Wernicke encephalopathy may present with the classical triad of ataxia, altered consciousness, and abnormal eye movements. T2-weighted MR changes will be seen in the mammillary bodies, tectal plate, periaqueductal gray matter, dorsal medulla, and the medial aspects of thalami. There may be restriction of diffusion in these areas mimicking an arterial infarction. ,,
The most common etiology of the infarction in our series was cardioembolic (8/17; 47%); in other series ,,,,, also, cardioembolism was a major cause for AOP infarcts [Table 4].
A 6 month follow-up was available for 12/17 (71%) patients. An MRS of ≤2 was seen in 8/17 (47%) patients at 6 months. In the remaining 4 patients with an MRS of ≥3, a follow-up was available for 2 years. It is noteworthy that not only was there lack of further improvement seen in these patients but they also developed severe extrapyramidal features and debilitating cognitive impairment.
The mortality in our series was 12% which was similar to that seen in other studies [Table 4]. It was also noted that if cognitive recovery does not occur in the acute phase, it is unlikely to improve at follow-up.

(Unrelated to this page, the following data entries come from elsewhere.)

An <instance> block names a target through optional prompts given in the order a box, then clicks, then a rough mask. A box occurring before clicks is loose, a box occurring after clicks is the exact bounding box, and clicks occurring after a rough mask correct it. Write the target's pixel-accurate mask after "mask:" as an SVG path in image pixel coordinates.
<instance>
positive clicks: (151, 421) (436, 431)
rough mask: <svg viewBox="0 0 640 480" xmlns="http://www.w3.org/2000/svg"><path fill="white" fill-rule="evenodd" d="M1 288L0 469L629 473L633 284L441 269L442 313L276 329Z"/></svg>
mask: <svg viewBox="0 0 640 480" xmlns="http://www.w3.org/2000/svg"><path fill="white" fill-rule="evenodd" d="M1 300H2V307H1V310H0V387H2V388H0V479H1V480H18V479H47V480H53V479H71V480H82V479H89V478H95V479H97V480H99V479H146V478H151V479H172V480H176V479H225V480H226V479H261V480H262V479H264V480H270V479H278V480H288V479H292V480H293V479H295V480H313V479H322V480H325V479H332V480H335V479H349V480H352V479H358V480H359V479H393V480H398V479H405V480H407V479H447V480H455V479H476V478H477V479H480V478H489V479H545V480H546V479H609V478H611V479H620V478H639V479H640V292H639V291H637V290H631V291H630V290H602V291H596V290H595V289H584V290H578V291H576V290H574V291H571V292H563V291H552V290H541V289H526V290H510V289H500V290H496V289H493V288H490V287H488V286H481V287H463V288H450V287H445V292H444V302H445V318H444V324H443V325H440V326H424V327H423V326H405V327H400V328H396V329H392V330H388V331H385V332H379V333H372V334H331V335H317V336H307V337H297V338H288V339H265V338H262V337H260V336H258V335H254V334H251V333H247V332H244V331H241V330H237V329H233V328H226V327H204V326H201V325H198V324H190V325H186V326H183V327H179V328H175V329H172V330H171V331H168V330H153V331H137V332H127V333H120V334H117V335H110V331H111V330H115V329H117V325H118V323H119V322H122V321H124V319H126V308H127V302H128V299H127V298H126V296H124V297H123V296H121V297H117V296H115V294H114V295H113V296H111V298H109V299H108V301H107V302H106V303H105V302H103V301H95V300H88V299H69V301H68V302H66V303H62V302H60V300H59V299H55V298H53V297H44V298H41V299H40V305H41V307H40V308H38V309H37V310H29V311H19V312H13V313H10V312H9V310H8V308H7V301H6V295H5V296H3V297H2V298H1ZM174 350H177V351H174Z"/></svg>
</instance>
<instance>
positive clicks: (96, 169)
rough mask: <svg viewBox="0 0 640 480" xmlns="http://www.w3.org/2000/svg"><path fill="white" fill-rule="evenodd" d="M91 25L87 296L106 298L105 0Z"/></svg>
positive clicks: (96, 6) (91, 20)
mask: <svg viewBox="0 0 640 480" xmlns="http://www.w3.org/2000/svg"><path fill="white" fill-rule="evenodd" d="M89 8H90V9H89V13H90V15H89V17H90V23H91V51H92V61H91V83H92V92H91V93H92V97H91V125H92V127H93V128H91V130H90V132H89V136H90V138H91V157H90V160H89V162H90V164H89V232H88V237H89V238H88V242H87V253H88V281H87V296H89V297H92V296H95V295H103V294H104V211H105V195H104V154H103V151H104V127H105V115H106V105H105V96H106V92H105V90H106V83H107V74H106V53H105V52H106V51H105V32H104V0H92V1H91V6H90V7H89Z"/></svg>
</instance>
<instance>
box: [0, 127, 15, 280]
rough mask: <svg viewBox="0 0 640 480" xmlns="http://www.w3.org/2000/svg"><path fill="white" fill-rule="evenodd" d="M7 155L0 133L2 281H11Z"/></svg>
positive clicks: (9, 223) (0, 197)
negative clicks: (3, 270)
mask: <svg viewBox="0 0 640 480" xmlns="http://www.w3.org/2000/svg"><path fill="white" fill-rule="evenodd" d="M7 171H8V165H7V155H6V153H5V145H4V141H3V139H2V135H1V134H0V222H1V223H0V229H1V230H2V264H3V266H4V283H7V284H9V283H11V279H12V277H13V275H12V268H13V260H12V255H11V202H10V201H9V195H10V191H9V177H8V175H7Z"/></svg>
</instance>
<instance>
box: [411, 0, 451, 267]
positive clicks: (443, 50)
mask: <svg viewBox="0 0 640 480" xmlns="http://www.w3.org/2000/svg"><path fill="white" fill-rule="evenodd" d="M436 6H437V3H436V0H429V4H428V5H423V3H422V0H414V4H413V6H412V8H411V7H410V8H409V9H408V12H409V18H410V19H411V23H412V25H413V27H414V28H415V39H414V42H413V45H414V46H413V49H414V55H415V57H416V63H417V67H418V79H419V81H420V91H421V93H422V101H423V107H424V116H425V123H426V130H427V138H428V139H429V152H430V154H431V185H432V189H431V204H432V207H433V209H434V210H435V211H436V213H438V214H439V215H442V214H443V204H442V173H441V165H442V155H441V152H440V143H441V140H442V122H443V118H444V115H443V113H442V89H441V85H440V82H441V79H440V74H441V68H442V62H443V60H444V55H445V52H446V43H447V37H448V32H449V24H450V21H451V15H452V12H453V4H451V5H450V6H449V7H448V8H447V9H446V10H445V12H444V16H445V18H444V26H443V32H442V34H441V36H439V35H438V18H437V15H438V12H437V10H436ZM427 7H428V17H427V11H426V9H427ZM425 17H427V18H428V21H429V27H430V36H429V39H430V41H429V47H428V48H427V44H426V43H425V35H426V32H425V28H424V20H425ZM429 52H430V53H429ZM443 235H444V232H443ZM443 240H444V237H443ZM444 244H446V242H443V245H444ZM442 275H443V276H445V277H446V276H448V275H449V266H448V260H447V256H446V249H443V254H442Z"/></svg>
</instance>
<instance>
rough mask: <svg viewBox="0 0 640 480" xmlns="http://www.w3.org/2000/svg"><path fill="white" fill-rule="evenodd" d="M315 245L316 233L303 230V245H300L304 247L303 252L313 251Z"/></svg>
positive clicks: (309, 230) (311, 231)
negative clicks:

AOP infarcts can present with sudden alterations in sensorium and disorders of gaze may give a clue towards the diagnosis. Since the CT scan may not pick up the AOP infarcts, MRI with DWI/ADC should be done in suspected cases. An embolic source should be actively looked for in these patients. If the patient does not improve in the initial phase, the chance for further recovery appears to be low; hence, in the appropriate patient, thrombolytic therapy should be considered.